Regardless of the apparent splintering within their coalition, it is beyond question that killing "Obamacare" was the defining goal of all conservatives; their disagreements are purely intramural squabbles about timing and tactics. Since I have already expressed my skepticism about ACA above, I take the liberty of expressing my own general "musings" about what a national health care policy ought to look like. My first axiom is that the larger the insured pool, the more the risks are apportioned among the greatest number of people. The affluent will subsidize the poor, the healthy the unhealthy, and the young the elderly. <I think that is called "insurance."> What a lot of critics fail to comprehend is that those categories of people are constantly in flux. Today's "healthy" will be "unhealthy," if they live long enough. Today's "young" will eventually become "elderly".< Boy, do I know that from my own experience! I never missed a day of work due to illness or injury during the 40 plus years of my professional careers. Since I hit 65 a decade or so ago, I have had seven major surgeries and more ailments than I can keep track of. Most of the lower half of my body is made out of titanium and I am mobile thanks only to the expertise of several surgeons and the medical gadgetry that they have so skillfully wielded.
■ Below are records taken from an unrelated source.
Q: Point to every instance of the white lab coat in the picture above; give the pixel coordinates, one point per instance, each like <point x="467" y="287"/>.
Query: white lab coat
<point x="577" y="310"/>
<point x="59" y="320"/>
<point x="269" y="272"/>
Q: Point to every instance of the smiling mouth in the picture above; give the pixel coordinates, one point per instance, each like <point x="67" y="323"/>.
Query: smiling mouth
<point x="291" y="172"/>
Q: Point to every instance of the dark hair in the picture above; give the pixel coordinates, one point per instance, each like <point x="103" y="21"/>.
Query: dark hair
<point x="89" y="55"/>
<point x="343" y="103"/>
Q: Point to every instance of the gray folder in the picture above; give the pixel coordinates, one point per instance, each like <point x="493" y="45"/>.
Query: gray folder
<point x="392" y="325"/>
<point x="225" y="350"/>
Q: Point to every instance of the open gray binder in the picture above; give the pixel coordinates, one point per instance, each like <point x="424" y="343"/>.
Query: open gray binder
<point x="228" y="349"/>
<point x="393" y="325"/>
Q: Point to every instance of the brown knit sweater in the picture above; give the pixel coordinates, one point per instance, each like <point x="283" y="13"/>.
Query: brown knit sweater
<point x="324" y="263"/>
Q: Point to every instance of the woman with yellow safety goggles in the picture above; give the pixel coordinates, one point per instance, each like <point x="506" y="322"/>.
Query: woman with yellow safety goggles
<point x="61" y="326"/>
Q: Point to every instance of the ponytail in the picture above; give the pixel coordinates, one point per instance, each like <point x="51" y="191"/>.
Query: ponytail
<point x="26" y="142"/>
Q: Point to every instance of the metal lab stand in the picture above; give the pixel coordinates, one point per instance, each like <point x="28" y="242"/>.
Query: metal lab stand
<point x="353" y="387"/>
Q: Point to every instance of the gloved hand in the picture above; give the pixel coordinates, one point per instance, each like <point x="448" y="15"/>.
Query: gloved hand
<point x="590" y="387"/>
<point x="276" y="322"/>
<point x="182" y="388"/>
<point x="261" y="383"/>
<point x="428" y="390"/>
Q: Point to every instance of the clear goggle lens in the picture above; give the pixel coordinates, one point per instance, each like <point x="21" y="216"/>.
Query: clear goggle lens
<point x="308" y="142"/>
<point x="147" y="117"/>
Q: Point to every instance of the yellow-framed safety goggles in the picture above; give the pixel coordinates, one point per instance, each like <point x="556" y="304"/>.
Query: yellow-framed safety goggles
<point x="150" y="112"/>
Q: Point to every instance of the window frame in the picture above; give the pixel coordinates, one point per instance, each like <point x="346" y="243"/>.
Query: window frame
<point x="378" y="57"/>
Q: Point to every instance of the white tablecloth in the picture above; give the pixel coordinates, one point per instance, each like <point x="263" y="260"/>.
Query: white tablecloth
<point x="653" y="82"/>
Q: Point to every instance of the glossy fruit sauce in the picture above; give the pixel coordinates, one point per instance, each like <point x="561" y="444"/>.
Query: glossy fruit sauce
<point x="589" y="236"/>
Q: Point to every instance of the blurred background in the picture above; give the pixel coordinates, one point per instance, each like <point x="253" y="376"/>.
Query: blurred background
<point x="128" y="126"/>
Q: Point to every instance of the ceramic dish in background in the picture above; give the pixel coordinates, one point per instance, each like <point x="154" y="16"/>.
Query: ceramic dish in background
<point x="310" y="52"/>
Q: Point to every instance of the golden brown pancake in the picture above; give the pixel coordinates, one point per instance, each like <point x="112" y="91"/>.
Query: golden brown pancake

A corollary is that a certain amount of coercion is necessary to "promote the general welfare." <It actually says that in the preamble of the Constitution. You can look it up.> That is the reason for individual and employer "mandates." When I was a neophyte instructor in my 20s and 30s, I griped vociferously when my employer "sequestered" money from my meager pay check to finance health insurance and retirement benefits. Hell, I never got sick and I was alwaya going to be able to earn my own living, no matter what. I played basketball, tennis, touch football, and ran 2-4 miles everyday until well into my 50s. I was one of the "immortals," as my wife refers to people who stroll across the street in mid-block without looking either way when she is driving, or refuse to wear seat belts or helmets. <She worked in emergency surgery for many years and witnessed the horrible results.> When I was a single parent with five children, during my 40s and 50s, I would have done almost anything to get my hands on the money withheld from my salary for insurance premiums and retirement benefits. I wanted the money NOW to give my kids a quality education and all of the amenities that their peers enjoyed. Since I could not touch it, I provided many of those things THE AMERICAN WAY--by going into debt up to my eyeballs. Not until retirement and the onset of numerous physical ailments did I realize how "dumb lucky" I had been, because the health insurance and retirement benefits were there when I needed them.  


One last thought: The main reason why the ACA (and every other important piece of federal legislation involving taxation, regulation, or "the general welfare") is so convoluted and confusing is that it has been revised countless times to placate the demands of numerous special interest groups. The general formula for those opposing any significant law involving federal taxation, regulation, and the general welfare is: 1. try to prevent it ever seeing the light of day to begin with; 2. failing that, lobby the hell out of it in Congress and weaken it as much as possible, so much so that even some of its original supporters might even refuse to vote for the finished bill; 3. Keep delaying passage for as long as possible so the targeted parties are able to adjust to its provisions; 4. use every propaganda device at their disposal to try and persuade the public that this law will mean the end of civilization itself. 5. keep challenging its provisions in the courts until it can be rendered unconstitutional by the always compliant Supreme Court. <for a graphic case study of this syndrome, see my my book The Income Tax and the Progressive Era.>  Put another way, the people who are savaging the ACA for being so complicated and confusing  are many of the same people who deliberately made it that it that in the first place, so as to prevent the enactment of a "public option," Medicare for all, or any of the single-pay, joint public/private alternatives that countries with grown-up populations have had for decades.